In 1964, the American Abstract Expressionist Mark Rothko started painting fourteen site-specific works to be hung on the walls of the Houston Chapel, now called Rothko Chapel. The venue is an octagonal room inscribed in a Greek cross created by the architect Philip Johnson. It is an apparently simple space that speaks to the spectator of mysticism and universal spirituality and evokes transcendental emotions.
The paintings were commissioned six years before the artist’s suicide. The chapel was completed in 1971. Therefore, Rothko never saw it finished.
The importance of space and light
Mark Rothko chose special light and color for the Houston chapel. Thanks to them, the area becomes mystic and spiritual, and his paintings on the walls speak to the visitors about universal feelings. The works become space, the colors become light. Rothko created compositions that transform the whole room where they are placed.
His paintings can still today generate new installations. Rothko’s canvas are not canvas anymore, but pieces that transform everything around them. His paintings work the same way in which James Turrell‘s windows and Dan Flavin‘s lights do. They modify the surrounding ambiance, changing the light, the color, the atmosphere. They sacralize their location.

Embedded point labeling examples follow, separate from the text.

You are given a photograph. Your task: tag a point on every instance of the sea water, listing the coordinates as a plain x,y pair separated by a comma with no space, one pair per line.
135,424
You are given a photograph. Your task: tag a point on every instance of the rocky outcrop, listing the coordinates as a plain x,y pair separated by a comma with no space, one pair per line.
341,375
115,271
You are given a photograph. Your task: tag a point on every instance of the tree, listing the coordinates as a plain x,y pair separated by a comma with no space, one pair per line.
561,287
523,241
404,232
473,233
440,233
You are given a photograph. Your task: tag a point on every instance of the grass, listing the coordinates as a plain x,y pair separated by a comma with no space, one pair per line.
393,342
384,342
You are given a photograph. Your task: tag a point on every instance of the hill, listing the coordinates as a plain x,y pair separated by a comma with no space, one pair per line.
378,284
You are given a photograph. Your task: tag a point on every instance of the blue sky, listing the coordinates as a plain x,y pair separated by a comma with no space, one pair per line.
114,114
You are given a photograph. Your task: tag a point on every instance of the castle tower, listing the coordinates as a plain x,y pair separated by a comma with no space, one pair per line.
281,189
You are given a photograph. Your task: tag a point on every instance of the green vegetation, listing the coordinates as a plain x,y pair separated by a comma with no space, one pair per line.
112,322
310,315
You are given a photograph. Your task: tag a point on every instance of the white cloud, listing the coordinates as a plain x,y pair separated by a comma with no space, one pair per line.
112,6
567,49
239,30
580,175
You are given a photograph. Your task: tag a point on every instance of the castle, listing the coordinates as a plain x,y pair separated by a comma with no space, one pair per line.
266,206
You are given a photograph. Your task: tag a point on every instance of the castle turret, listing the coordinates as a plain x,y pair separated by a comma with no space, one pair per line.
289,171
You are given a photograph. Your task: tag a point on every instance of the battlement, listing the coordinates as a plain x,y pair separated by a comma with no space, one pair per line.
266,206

Rothko’s simplicity evokes big emotions
Rothko’s abstract art can speak of such universal and deep emotions such as spirituality, faith, mysticism, the sacred. It might seem a paradox, but it is probably the non-figurative aspect and the simplicity of it that make his message so accessible.
This links to another paradox, the one about the auction records that involved Rothko’s works in the recent past. It seems as if human beings are willing to pay huge amounts of money for something that represents God.

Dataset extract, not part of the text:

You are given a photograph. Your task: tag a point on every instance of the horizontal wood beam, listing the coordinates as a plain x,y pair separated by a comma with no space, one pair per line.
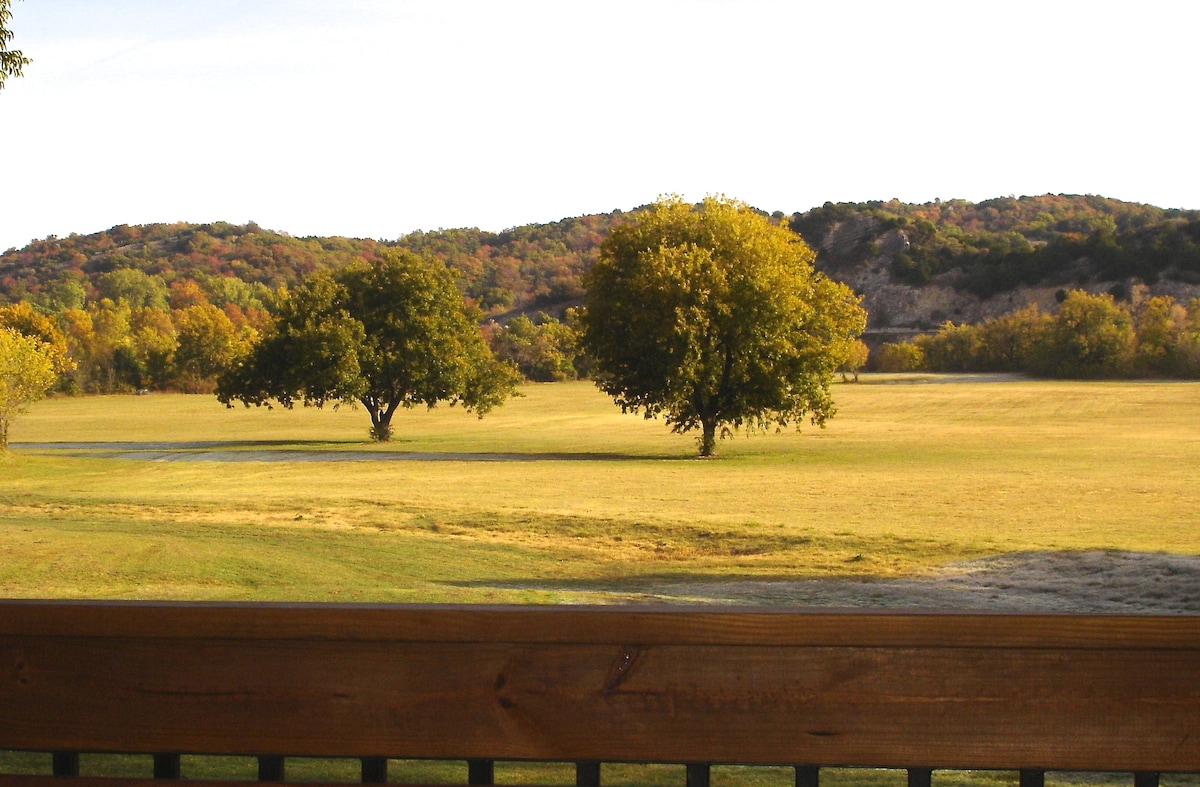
1059,692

A religious experience that moves one to tears.
I can’t help but leave this place with tears in my eyes.
Probably the most moving experience I have had with art.Some comments from the Rothko Chapel visitor’s book
Auction records vs. spirituality
Mark Rothko is known by many for having held an impressive auction record in 2012. His Orange, Red and Yellow went for 86.9m dollars at Christie’s, becoming the most expensive piece of contemporary art sold at public auction until that time.

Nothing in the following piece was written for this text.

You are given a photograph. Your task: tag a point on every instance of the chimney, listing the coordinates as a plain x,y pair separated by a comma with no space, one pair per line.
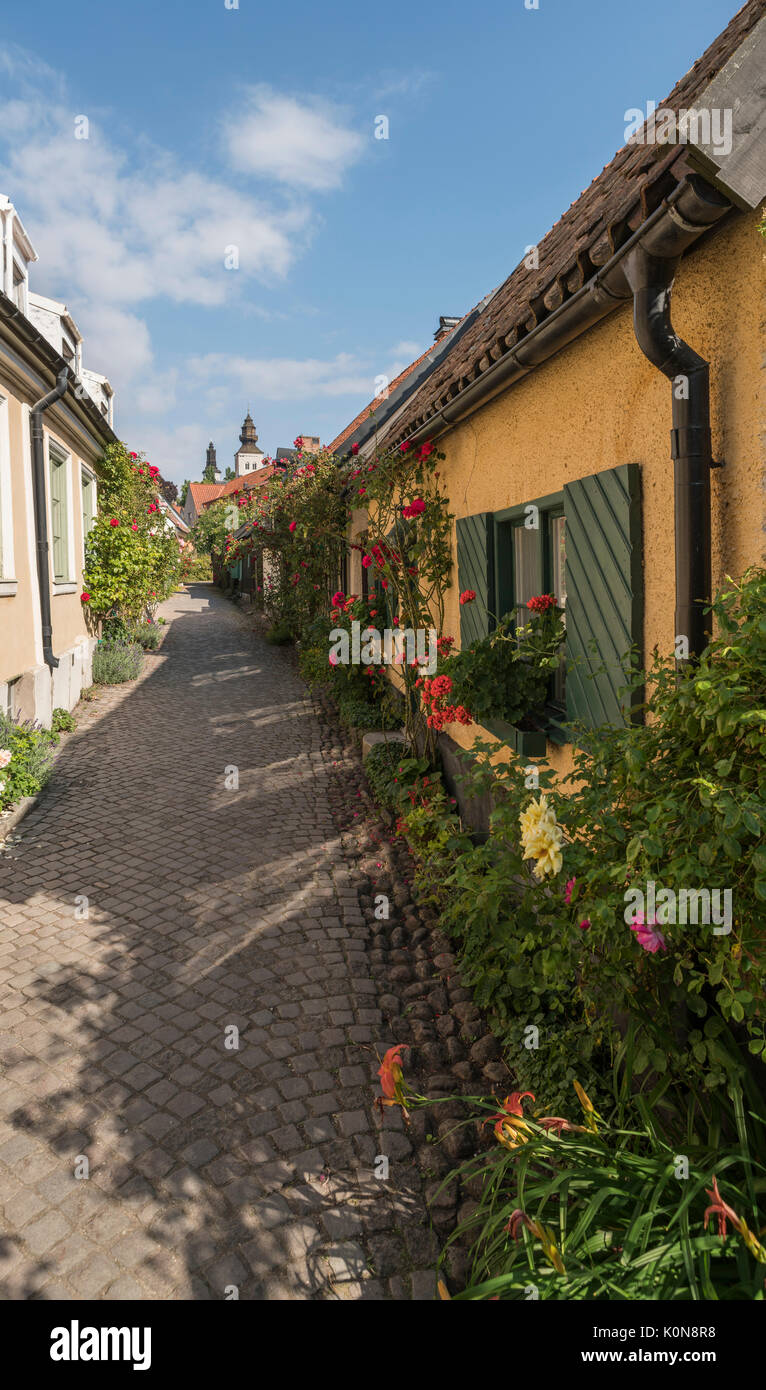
445,327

In addition to the commercial value of his paintings, Rothko was one of the artists most capable of moving people’s feelings in the whole history of art. According to the American art historian and critic James Elkins (Pictures and Tears: A History of People Who Have Cried in Front of Paintings, 2004) and the psychologist of art Ellen Winner (How Art Works: A Psychological Exploration, 2018), many people have experienced feelings related to the so-called Stendhal Syndrome entering the Rothko Chapel in Texas.
Stendhal Syndrome: transient psychosomatic disorder, supposedly brought about by exposure to a large amount of art or natural beauty in a short space of time, characterized by racing pulse, dizziness and fainting (…)Oxford Reference, Oxford University Press
Auction records and art market trends appear desecrating for many people that appreciate only the spiritual and historical aspects of the works. But it is not a question of either-or. Maybe one of the reasons why Rothko’s paintings reach impressively high auction records is their capacity to convey universal feelings such as spirituality.
The Seagram Murals and the power of abstract art
The Seagram Murals were commissioned to Rothko to decorate The Four Seasons Restaurant in the Seagram Building in New York. They are often the subject of debates on abstract art and spirituality, such as in the Houston Chapel. The artist canceled the commission at the last moment. Years later, after having spent time in storage space, the paintings were donated to the Tate Foundation. They have since been displayed both in Tate Britain and Modern.
A series of paintings that were commissioned to be placed in a restaurant, exhibited in a non-sacred place, still has the power of evoking in the spectator spirituality and transcendental feelings. This is the power of Rothko’s abstract art: it confers to the space where it is situated an atmosphere of mysticism, a sublime and spiritual sensation.